Changing the process to include more transparency helped the group in Knoxville. Flexibility in how they talked about the project became one of their biggest lessons.
Embracing happenstance
There’s a theory posited by a career theorist John Krumboltz. Happenstance theory boils down to this: Many of us believe that planning will bring success, but most of our career’s big stepping stones happen because of unpredictable occurrences. The key is to view those occurrences as opportunities.
The Salt Lake Tribune cultivated a perspective around projects that makes the team more resilient. During a pilot experiment for live event formats, a few staff members left and others were hired as the newsroom went through a strategic shift. Ciel Hunter, chief development officer, said taking small risks and giving time for tweaks and adjustments was crucial.
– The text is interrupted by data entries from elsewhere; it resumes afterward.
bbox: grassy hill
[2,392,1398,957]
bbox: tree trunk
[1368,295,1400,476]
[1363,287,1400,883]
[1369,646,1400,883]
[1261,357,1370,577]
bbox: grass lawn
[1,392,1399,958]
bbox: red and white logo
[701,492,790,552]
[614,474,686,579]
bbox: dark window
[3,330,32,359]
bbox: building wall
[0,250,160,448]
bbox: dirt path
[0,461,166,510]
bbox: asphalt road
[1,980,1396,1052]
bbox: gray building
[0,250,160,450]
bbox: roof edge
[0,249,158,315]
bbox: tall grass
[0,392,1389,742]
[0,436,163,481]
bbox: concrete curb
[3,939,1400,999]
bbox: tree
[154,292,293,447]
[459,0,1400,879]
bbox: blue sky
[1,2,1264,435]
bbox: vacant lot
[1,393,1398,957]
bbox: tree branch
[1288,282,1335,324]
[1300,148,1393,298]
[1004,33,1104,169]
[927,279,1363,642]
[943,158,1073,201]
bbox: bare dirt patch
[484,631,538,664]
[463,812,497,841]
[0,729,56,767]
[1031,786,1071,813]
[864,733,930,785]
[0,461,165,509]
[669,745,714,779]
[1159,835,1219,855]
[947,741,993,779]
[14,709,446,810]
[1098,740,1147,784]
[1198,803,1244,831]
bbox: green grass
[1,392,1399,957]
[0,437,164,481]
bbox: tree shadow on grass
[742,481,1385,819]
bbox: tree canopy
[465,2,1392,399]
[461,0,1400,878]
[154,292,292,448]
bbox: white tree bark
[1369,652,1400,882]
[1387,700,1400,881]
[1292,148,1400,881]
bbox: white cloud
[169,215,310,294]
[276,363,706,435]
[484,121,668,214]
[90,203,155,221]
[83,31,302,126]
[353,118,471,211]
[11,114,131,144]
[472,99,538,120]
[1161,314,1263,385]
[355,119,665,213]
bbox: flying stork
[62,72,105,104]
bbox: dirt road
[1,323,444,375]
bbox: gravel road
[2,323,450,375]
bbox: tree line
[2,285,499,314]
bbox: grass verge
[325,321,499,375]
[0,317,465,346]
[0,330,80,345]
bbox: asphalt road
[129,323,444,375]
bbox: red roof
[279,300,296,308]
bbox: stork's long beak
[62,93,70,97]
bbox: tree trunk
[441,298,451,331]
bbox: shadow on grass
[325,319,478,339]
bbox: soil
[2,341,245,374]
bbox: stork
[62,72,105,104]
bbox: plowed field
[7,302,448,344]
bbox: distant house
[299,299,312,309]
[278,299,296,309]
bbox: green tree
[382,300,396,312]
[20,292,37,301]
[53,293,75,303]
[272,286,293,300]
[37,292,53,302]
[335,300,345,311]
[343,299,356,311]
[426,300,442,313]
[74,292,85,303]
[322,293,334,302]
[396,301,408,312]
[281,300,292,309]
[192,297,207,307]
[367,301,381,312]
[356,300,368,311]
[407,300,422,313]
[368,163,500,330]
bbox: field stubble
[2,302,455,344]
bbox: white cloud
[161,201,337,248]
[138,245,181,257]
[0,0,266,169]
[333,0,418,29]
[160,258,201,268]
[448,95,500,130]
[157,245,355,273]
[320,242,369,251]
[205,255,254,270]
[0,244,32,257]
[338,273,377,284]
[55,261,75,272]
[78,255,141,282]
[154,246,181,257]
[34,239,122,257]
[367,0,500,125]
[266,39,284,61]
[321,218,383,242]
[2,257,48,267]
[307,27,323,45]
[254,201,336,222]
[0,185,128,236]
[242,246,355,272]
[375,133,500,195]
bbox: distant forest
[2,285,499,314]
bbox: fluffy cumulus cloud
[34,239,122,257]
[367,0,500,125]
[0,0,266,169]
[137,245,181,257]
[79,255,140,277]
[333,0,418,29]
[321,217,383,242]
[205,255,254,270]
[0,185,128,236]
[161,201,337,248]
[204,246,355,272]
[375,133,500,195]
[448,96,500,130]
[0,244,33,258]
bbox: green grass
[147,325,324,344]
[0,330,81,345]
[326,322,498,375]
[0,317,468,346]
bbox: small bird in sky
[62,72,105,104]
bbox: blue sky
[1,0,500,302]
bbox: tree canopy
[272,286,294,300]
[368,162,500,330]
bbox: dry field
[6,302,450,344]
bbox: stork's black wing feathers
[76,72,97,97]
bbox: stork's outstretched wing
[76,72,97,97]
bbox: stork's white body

“I absolutely do love the grand big experiments,” she said. “But I think there’s a lot to be said about continuing to make sure you’re [improving] on what you consider to be the basics that you already have under control.”
Take that thinking to your projects. Something will happen. If you’ve planned enough, you can take that unexpected thing and turn it into an opportunity.
Four lessons to remember
Anticipating change can make any project run more smoothly, even if nothing goes wrong. Here are a few ideas to keep in mind when planning your next project:
- Do the pre-work: Steps like documentation and planning to mitigate risk can be onerous but helpful to remind you of where your project started, especially when you’re evaluating where it needs to go.
- Build in constant communication: The team at Bangor Daily News met weekly to run through status updates, and aimed to talk about questions and issues immediately. In the week before launching a new premium newsletter product, they met every day. What’s the best cadence for communicating at different phases of your project?
- Look for the lesson in the unexpected: When something throws your team off course, pause and take stock of what you can learn and how you can adjust. Turn happenstance into opportunity.
- Keep experiments limited: In retrospect, the team in Knoxville thinks that it would have been better if they had launched one to two initiatives first and waited to get feedback, instead of implementing every idea quickly. Limiting risk means a limited impact if something doesn’t work as expected.